Finding Treatments for COVID-19: A Trial of Antiviral Pharmacodynamics in Early Symptomatic COVID-19 (PLATCOV) (PLATCOV)

• ClinicalTrials.gov Identifier: NCT05041907
• Recruitment Status: Recruiting
• First Posted: September 13, 2021
• Last Update Posted: September 6, 2023
• Sponsor: University of Oxford
• Information provided by (Responsible Party): University of Oxford

Study Description

Brief Summary:

The trial will develop and validate a platform for quantitative assessment of antiviral effects in low-risk patients with high viral burdens and uncomplicated

COVID-19 to determine in-vivo antiviral activity. In this randomized open label, controlled, group sequential adaptive platform trial, we will assess the performance of three distinct types of intervention relative to control (no treatment):

A: Newly available and repurposed potential antiviral drugs; B: Positive control: monoclonal antibodies initially but subsequently any therapeutic that is shown to accelerate the rate of viral clearance C: Novel small molecule drugs that have gone through phase 1 testing

PLATCOV study is supported by the Wellcome Trust Grant ref: 223195/Z/21/Z through the COVID-19 Therapeutics Accelerator.

Condition or disease	Intervention/treatment	Phase
COVID-19	Drug: Nirmatrelvir/ritonavir (e.g. PAXLOVID™); Drug: Monoclonal antibodies; Drug: Fluoxetine; Drug: Molnupiravir; Drug: Nitazoxanide; Other: No treatment; Drug: Ensitrelvir; Drug: Molnupiravir and nirmatrelvir/ritonavir (e.g. PAXLOVID™); Drug: Sotrovimab; Drug: Favipiravir; Drug: Ivermectin; Drug: Remdesivir	Phase 2

Detailed Description:

The platform trial will assess drugs with potential SARS-CoV-2 antiviral

Activity of three general types:

A. Newly available and repurposed potential antiviral drugs. (initially from: hydroxychloroquine, ivermectin, lopinavir-ritonavir, miglustat, remdesivir, nitazoxanide, nebulized unfractionated heparin (UFH), favipiravir, molnupiravir, nirmatrelvir/ritonavir (e.g. PAXLOVID™), fluoxetine, fluvoxamine, AZD7442 (EVUSHELD™),ensitrelvir, and a combination of molnupiravir and nirmatrelvir/ritonavir (e.g.
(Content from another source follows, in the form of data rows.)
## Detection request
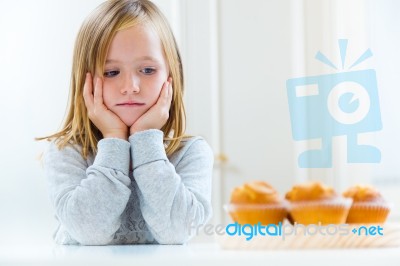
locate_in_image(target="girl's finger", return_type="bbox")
[94,77,103,105]
[83,72,93,109]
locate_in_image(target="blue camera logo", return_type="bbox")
[286,40,382,168]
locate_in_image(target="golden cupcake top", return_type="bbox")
[285,182,337,201]
[230,181,280,204]
[343,185,383,202]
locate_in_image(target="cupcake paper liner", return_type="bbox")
[289,198,352,225]
[346,202,390,224]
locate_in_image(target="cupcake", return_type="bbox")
[285,182,351,225]
[227,181,287,225]
[343,185,390,223]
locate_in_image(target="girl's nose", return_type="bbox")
[121,77,140,95]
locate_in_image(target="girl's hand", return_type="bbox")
[130,77,172,135]
[83,73,128,139]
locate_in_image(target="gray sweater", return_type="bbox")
[43,129,213,245]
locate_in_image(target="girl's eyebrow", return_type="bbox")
[106,55,159,64]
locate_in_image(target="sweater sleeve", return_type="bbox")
[43,139,131,245]
[129,130,213,244]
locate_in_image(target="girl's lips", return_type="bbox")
[117,102,144,106]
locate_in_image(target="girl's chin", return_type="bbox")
[121,118,137,127]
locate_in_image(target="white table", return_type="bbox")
[0,243,400,266]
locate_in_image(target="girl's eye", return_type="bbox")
[104,70,119,78]
[140,67,156,75]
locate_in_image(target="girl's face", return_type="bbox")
[103,25,169,127]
PAXLOVID™)

Newly available and repurposed drugs are already used and recommended in some countries. Showing that they do not have significant antiviral activity is as important as showing that they do. For the newly approved antivirals, comparing antiviral activities in- vivo will inform health authorities' recommendations.

B. Positive control: monoclonal antibodies initially (e.g. casirivimab/imdevimab) but subsequently any therapeutic that is shown to accelerate the rate of viral clearance

Monoclonal antibodies are vulnerable to viral escape mutations. Tracking their performance over time is important to characterise the impact and inform the therapeutics of mutant SARS-CoV-2 strains. This will also be important for other antivirals. Monoclonal antibodies are expensive and cannot be produced at large scale currently, but this may change in the near future. These drugs may not be available early in the study, and will be included if there is local availability and regulatory approval.

C. Novel small molecule drugs that have gone through phase 1 testing Each site will include a negative control arm consisting of patients not receiving any study drug except for antipyretics- paracetamol. At any given time in the study, it is possible that not all intervention arms are available.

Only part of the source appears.